Whatever the status of the order made on 5th December 2008 may be, either as a semantic form or otherwise, I am satisfied that a pronouncement was made by myself on that day to the extent that there should be no order as to costs with respect to the application for security for costs. In my view, therefore, it is appropriate that any amendment of that order should be the matter of an appeal before the Land Appeal Court. It is not a matter which can be referred back to me. I am not satisfied that Rule 675 UCPR is sufficiently wide to allow me to revisit it, nor are Rules 667 or 668 of the UCPR appropriate. In the event that I am wrong on this issue and the matter goes on appeal on this particular point, then I will indicate that the ruling that I would make, had I felt I had power and it was appropriate for me to make that order, would be that the costs of the application be costs in the cause.
I now turn to the final aspect of costs to be determined and that relates to the costs incurred subsequent to the decision of the Land Appeal Court and leading up until the decision I have made today as to the quantification of the security for costs. Mr Doyle for the respondents has made it clear from when this matter first came back before me after the Land Appeal Court decision that he was content for the matter to be determined on the basis of all material that was already before the court. Ms Chapple for her part, and I'm not being critical in any way, required the making of further submissions to the court and those submissions were seeking a quantification of security significantly less than what I have ordered today. Given the totality of those circumstances I consider it appropriate to order that the applicant pay the respondents' costs incurred specifically with respect to security for costs from the date of pronouncement of the Land Appeal Court's decision up until today.

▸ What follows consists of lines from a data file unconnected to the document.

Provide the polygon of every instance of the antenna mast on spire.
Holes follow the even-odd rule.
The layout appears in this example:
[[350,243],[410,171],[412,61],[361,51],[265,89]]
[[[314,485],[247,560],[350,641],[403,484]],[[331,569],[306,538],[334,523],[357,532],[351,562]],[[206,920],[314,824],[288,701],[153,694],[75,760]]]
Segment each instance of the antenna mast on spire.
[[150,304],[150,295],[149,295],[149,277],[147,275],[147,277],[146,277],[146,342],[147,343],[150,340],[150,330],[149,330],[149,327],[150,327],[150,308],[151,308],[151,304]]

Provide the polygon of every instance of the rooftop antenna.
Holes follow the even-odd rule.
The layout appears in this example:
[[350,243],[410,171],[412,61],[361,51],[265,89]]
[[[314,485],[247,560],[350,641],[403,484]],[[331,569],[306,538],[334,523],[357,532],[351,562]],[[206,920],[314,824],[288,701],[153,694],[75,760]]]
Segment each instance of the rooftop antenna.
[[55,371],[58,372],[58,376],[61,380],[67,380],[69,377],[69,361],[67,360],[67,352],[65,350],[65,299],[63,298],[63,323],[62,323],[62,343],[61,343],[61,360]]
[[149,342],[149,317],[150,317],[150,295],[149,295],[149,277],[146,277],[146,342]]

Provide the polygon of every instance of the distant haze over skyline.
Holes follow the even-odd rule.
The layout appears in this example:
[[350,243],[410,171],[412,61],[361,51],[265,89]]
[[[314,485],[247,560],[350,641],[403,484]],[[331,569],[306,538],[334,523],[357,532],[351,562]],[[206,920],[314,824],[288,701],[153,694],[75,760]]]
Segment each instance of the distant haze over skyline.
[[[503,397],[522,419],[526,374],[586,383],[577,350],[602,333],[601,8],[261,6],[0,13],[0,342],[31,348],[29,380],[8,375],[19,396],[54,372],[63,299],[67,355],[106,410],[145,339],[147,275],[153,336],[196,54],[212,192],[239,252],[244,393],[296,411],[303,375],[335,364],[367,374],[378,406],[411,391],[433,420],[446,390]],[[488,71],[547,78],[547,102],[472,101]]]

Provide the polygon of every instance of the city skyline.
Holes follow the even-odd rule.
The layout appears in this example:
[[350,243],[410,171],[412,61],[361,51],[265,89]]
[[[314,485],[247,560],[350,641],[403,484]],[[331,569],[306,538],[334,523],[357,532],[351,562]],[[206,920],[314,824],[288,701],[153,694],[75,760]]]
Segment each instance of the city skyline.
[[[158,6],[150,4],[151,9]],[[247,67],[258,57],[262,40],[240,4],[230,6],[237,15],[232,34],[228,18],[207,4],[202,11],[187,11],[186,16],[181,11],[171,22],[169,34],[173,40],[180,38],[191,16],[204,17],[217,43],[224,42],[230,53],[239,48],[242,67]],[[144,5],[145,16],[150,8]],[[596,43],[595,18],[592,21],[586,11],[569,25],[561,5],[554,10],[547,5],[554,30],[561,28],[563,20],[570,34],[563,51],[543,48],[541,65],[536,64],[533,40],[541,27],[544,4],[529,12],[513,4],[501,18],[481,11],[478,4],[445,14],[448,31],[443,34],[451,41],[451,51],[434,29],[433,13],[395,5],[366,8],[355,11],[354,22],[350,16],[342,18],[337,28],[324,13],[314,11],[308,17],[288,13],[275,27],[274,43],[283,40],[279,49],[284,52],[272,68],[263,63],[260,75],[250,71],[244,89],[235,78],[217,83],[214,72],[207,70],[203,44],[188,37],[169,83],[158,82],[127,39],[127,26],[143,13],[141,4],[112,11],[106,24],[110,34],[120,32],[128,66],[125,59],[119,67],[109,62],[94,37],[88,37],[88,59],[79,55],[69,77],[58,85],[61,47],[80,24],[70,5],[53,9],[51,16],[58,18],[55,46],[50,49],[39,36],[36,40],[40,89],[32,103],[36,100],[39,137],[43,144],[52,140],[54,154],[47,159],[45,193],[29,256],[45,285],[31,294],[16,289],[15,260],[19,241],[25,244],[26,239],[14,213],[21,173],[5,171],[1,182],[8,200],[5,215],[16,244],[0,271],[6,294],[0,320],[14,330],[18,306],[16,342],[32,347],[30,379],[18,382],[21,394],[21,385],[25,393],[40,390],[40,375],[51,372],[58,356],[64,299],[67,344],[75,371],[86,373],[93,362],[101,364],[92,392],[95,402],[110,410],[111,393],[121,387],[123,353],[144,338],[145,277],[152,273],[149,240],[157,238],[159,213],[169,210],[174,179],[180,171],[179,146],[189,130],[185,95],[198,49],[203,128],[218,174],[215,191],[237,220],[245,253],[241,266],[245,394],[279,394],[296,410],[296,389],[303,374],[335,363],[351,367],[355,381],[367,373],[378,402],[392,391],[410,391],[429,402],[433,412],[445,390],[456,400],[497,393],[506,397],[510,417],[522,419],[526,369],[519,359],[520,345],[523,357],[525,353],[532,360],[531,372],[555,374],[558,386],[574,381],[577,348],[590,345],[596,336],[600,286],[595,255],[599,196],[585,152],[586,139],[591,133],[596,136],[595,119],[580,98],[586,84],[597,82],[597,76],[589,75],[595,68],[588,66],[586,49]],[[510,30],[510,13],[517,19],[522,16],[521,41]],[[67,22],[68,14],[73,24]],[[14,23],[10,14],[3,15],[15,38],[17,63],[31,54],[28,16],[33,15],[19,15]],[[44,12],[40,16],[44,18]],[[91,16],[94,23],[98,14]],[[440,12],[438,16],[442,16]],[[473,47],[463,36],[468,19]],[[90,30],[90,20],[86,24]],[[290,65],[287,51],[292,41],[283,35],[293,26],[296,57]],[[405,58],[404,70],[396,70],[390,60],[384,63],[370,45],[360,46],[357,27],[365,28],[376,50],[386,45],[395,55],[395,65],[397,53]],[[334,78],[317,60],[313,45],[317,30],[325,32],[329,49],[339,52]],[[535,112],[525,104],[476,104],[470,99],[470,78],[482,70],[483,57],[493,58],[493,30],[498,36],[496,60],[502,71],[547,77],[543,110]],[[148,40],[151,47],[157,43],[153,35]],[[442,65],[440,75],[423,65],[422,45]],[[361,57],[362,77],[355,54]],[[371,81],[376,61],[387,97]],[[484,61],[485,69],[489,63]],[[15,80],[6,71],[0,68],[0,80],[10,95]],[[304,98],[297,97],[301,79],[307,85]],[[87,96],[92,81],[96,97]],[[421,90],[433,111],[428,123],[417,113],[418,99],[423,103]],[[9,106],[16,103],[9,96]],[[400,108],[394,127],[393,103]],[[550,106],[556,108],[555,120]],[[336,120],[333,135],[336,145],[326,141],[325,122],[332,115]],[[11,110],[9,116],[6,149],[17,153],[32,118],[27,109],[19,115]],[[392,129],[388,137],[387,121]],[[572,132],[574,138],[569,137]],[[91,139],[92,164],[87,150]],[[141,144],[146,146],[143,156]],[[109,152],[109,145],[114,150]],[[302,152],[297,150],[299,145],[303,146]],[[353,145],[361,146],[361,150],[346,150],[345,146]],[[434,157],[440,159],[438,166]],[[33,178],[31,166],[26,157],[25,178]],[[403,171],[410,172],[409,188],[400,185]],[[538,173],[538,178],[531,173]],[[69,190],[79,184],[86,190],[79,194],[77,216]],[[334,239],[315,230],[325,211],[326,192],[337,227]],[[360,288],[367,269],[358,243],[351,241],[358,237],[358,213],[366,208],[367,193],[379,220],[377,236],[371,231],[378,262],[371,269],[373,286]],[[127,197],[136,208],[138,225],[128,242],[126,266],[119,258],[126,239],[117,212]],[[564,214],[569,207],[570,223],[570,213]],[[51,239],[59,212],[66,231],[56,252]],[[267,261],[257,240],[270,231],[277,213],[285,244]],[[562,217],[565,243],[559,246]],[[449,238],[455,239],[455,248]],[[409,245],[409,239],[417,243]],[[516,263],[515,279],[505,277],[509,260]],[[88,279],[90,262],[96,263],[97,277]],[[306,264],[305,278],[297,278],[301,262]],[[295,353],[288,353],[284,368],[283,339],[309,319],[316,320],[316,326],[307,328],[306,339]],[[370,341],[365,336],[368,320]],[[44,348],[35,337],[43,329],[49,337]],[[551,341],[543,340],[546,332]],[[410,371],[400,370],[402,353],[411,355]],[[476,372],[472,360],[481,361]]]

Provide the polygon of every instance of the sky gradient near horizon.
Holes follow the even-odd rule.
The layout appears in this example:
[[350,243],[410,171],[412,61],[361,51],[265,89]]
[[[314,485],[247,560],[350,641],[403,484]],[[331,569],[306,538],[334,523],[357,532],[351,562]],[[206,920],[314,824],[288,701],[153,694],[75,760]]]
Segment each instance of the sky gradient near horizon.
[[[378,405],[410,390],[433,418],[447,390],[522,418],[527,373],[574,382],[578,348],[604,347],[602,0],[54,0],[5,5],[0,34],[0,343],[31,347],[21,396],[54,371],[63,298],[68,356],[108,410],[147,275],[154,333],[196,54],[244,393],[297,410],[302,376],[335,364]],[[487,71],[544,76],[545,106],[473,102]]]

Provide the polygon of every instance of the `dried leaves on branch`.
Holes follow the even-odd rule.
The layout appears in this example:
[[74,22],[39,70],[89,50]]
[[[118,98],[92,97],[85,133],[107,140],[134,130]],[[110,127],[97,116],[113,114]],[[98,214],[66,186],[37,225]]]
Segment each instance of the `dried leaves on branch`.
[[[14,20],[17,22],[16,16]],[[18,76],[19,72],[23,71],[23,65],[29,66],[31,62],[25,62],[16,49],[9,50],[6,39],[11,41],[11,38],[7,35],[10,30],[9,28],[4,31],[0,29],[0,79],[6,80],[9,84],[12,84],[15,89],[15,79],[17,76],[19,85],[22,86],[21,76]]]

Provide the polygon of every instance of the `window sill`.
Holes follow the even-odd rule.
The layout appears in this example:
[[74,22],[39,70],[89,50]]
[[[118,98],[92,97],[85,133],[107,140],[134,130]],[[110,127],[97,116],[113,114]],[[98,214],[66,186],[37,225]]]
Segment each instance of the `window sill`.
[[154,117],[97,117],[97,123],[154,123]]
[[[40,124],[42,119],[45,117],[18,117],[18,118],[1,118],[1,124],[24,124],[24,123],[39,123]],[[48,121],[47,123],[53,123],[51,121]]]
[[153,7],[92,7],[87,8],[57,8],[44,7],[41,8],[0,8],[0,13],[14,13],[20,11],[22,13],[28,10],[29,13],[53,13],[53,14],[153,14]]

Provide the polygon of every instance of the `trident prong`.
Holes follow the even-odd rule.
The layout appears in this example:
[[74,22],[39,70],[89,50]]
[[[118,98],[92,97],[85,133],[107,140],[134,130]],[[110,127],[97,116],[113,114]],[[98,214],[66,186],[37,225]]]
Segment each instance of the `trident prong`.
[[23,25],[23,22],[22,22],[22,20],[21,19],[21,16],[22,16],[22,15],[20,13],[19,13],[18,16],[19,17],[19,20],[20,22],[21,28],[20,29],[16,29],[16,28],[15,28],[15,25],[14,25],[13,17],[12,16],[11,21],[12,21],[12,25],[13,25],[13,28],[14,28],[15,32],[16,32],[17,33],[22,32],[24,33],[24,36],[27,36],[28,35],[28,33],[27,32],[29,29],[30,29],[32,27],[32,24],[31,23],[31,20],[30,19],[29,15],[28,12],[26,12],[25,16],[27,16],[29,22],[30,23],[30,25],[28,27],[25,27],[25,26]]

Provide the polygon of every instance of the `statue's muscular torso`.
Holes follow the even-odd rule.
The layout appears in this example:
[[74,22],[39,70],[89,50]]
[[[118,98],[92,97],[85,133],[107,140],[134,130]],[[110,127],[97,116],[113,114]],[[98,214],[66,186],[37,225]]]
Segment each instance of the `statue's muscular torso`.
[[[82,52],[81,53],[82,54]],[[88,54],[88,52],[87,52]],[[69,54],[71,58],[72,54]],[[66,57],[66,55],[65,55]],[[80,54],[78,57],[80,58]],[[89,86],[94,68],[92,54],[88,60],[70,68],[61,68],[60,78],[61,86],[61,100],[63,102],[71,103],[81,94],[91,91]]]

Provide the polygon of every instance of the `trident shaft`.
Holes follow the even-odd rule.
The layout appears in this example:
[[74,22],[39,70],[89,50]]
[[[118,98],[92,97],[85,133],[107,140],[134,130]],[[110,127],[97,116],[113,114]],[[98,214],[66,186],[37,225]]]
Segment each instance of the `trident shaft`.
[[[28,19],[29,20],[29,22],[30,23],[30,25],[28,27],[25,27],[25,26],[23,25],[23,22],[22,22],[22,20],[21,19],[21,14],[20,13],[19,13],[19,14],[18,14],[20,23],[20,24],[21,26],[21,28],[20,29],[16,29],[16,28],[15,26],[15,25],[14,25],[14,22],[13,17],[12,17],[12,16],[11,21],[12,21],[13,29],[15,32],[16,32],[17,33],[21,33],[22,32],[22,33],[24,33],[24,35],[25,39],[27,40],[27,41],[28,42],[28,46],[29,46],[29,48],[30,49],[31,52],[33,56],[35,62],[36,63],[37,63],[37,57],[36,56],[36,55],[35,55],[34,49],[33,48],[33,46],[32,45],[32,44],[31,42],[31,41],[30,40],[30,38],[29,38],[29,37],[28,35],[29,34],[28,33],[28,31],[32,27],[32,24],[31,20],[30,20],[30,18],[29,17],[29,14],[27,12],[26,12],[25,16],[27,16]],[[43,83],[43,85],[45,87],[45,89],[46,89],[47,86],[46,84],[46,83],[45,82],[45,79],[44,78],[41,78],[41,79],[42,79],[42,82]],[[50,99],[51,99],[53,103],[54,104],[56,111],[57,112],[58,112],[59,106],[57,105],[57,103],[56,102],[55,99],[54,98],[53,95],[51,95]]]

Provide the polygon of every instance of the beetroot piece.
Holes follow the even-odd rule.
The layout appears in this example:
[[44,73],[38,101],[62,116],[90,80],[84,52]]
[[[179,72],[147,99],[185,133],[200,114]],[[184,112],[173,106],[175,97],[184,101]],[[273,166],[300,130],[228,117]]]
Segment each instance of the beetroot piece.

[Mr Doyle then sought leave, although noting that it was probably not necessary having regard to the Land Court Rules, with respect to the Court’s refusal of his application for costs in respect to the first stage, on the basis that it raises an important question as to the scope of the UCPR. The Court granted leave.]
Orders
1.That the applicant provide security for the respondents' costs in the amount of $1m. as set out below in a form of a bank guarantee agreed between the parties within seven days or otherwise in a form acceptable to the registrar; namely:
a. $250,000 to be provided within 21 days;
b. the balance to be provided within 21 days of(i)refusal of the respondents' application to have the issue in paragraph 3(b)(ii)of the amended defence separately tried (including any appeal from that refusal);
(ii)if the court orders the separate trial of that issue the disposal of the trial of that issue by order including on any appeal) which does not dismiss the originating application
and in default the proceedings be stayed;
2.Liberty to apply with respect Order 1.
3.The Court has no power to revisit the pronouncement made on 5 December 2008 that there be no order as to costs.
4.The applicant pay the respondents costs incurred specifically with respect to security for costs from the date of pronouncement of the Land Appeal Court’s decision until 27 August 2009.